The other week, Pia Ednie-Brown, editor of the recently released book Plastic Green: Designing Bio-spatial Futures, sent in a copy of Consumables, a pamphlet by artist Boo Chapple that imagines a world in which mobile phones are edible.
Part-whimsy, part-critique, and part-home-chemistry-kit, Consumables is part of a larger project, Alchemy for a Global Economy, in which Chapple addresses what she calls “the emergent aesthetics of sustainability.”
Although Chapple has been experimenting with starch-based plastics in her mother’s kitchen, Consumables is not intended as a serious design proposal. Instead, Chapple’s project plays with the inherent absurdity of environmental solutions that rely upon continued, and unsustainable, levels of consumption.
After all, if phones were edible, writes Chapple, “you could buy a new one twice a week and know that you were contributing something to the world simply by wasting more.”
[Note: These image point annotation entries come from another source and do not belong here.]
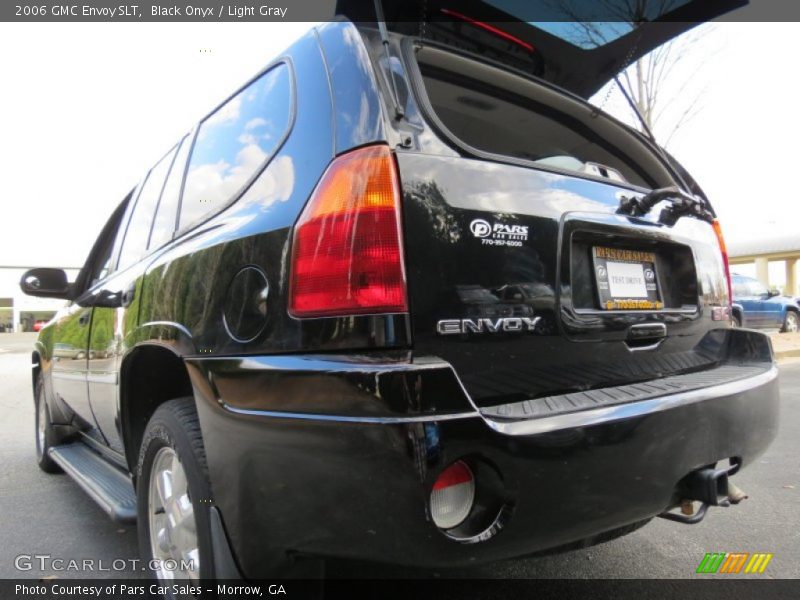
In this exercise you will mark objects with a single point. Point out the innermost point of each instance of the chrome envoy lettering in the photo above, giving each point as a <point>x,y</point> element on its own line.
<point>506,324</point>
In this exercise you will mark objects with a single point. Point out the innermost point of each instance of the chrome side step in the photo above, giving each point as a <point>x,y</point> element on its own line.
<point>105,484</point>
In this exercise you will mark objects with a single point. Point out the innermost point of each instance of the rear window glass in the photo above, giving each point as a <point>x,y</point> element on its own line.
<point>234,143</point>
<point>498,112</point>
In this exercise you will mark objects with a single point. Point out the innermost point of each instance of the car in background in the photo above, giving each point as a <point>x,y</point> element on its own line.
<point>331,347</point>
<point>756,306</point>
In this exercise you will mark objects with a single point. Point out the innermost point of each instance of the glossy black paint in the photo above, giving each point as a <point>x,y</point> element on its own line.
<point>362,491</point>
<point>324,435</point>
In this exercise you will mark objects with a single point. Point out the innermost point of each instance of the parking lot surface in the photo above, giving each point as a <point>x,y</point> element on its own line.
<point>44,514</point>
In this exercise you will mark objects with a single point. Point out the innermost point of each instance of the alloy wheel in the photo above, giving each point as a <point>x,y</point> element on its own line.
<point>173,528</point>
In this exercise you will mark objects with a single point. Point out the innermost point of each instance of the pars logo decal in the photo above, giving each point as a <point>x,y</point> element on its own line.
<point>498,234</point>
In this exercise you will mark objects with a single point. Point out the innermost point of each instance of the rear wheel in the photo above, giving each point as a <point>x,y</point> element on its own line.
<point>791,322</point>
<point>174,494</point>
<point>46,436</point>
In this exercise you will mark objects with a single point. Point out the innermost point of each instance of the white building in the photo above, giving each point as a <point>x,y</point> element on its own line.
<point>19,312</point>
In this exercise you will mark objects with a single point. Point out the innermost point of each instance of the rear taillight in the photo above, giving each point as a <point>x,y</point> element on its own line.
<point>347,253</point>
<point>724,250</point>
<point>453,495</point>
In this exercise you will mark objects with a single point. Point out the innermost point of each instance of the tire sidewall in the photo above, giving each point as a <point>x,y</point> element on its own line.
<point>165,430</point>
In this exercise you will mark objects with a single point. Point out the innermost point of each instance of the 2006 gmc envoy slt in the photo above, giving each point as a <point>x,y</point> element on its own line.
<point>406,297</point>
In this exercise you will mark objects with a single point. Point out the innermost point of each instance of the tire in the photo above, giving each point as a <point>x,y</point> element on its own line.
<point>791,322</point>
<point>173,433</point>
<point>46,436</point>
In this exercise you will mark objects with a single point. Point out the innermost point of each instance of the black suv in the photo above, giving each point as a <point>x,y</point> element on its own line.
<point>405,297</point>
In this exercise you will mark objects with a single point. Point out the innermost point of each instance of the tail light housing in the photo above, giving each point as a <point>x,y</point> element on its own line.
<point>724,250</point>
<point>347,250</point>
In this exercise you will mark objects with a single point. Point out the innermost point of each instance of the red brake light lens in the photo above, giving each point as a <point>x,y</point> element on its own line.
<point>724,250</point>
<point>347,254</point>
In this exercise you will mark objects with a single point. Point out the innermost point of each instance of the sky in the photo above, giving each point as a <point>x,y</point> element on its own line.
<point>86,109</point>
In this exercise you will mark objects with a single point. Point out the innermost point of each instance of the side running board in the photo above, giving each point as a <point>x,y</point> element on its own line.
<point>105,484</point>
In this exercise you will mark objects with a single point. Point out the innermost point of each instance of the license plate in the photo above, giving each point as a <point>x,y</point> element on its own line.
<point>626,279</point>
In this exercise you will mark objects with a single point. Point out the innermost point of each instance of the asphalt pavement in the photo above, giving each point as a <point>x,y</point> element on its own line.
<point>44,514</point>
Leaving the element of critique – legitimate and clever as it is – aside, I like the project for two reasons:
1. The photography really makes the phones look tasty, and,
2. Chapple serves up some unforgettable imagery, including “organised gangs of shit poachers” who dominate a future trade in sewage panning and microcomponent recycling. Meanwhile, she speculates that for wealthy consumers, gastro-intestinal ring tones would become the new belly-button piercing:
After the first few large component incidents – someone with a GPS stuck in their small intestine, or a camera lodged in their colon – visceral mods would become quite the thing and getting an internal ring tone the new teenage right of passage.
In other words, by re-framing everyday objects in terms of food – now imagine edible paper towels, edible plastic bags, perhaps even edible SUVs! – Chapple makes the culture of consumption and the economics of waste freshly tangible.